What truly sets Steiner apart is the scale of his engagement with time-based media. The late 1970s and 1980s saw him build an expansive collection of video art – now a touchstone in art history, partially housed within the venerable Hamburger Bahnhof, Nationalgalerie der Gegenwart. Here, his own works and those of others – Ulay, Abramovi?, Bill Viola, Richard Serra, and Gary Hill, to name but a few – remain central to any discussion of video in contemporary art. His largest solo exhibition, "Color Works 1995–98" at Hamburger Bahnhof in 1999, celebrated not only Steiner’s cross-genre creativity but also honored his legacy as a builder of archives and artistic communities.

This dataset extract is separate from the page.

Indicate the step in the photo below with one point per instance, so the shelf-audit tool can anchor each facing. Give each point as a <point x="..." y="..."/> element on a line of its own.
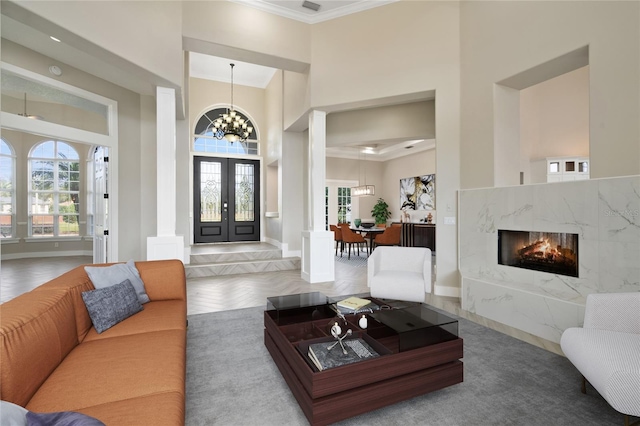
<point x="233" y="252"/>
<point x="241" y="267"/>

Steiner’s Late Phase is equally compelling, marked by a return to abstraction and the development of the so-called “Painted Tapes,” fusing filmed material with painterly gesture. There is a persistent search for the unity of light, color, and rhythm – a dialogue of hand and machine, echoing pioneers like Sigmar Polke and Gerhard Richter in abstract painting while remaining entirely singular in approach.

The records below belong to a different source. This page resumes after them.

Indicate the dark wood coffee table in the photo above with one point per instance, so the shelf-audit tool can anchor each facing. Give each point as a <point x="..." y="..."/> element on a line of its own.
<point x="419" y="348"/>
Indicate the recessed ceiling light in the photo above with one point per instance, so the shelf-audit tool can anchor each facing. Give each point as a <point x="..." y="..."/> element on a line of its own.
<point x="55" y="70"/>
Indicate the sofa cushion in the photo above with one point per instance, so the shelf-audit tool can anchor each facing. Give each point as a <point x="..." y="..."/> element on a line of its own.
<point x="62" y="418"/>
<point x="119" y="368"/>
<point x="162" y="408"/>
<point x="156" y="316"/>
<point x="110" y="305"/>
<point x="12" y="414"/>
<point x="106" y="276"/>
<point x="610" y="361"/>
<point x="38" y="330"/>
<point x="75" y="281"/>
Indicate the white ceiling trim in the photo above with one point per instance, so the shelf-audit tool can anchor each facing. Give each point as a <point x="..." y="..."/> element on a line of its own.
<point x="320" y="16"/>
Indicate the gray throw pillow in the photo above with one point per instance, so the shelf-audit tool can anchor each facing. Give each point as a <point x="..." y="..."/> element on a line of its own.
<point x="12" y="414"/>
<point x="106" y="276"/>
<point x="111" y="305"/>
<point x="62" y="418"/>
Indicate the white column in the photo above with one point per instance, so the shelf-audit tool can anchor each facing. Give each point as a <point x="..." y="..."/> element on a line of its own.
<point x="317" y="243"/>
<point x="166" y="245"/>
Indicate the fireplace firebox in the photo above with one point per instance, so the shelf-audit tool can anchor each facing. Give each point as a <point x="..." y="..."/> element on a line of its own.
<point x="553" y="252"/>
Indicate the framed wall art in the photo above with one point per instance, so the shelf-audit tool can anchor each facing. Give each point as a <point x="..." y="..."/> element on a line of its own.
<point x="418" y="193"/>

Through different artistic periods, Mike Steiner’s embrace of experimentation never waned. Whether producing Super 8 film, in-depth photography, copy art, or installation, each project pushed the boundaries of what contemporary art could be in Germany and internationally. His role in creating (and then deconstructing) the very archive of video art has made him not just an artist but a steward of cultural memory, with his collection now an immensely valuable resource for researchers and audiences alike.
As a thinker and mediator, Steiner was unafraid to traverse genres: from “Berlin Video” programs in Riga, to televised broadcast with his innovative "Videogalerie" (1985-1990), he brought the moving image into the living rooms of the German public. As Joseph Beuys’s confidante and documentarist, as host and archivist, his impact quadrates with the likes of Marina Abramovi?, Vito Acconci, and Allan Kaprow – yet always through a Berlin perspective, grounded in the conditions and networks of contemporary arts Berlin.
After suffering a stroke in 2006, Steiner retreated more to his Berlin studio, focusing once more on abstract paintings and textile works, showing a continual urge to innovate even in later years. His legacy, sealed by the donation of his video archive to Hamburger Bahnhof and a series of posthumous exhibitions, remains vibrant and influential. The recent exhibitions and ongoing scholarly attention continue to cement his place in the pantheon of those who redefined contemporary art in the 20th and early 21st centuries.
Today, revisiting Mike Steiner’s art means revisiting the energy of contemporary arts Berlin, the Fluxus movement, and the birth of video art. It means tracing the threads of collaboration, risk, and invention. The fruits of his restless search for the new – paintings, films, installations, and documentation – await viewers ready to be challenged, moved, and inspired.
For those seeking a deeper engagement, the official site of Mike Steiner hosts further insights into his biography, archives, and featured works. To experience the range of his abstract paintings and video installations, a visit is highly recommended. Let Mike Steiner’s unique vision of contemporary art unsettle and illuminate you – a legacy as lively as the Berlin he so loved.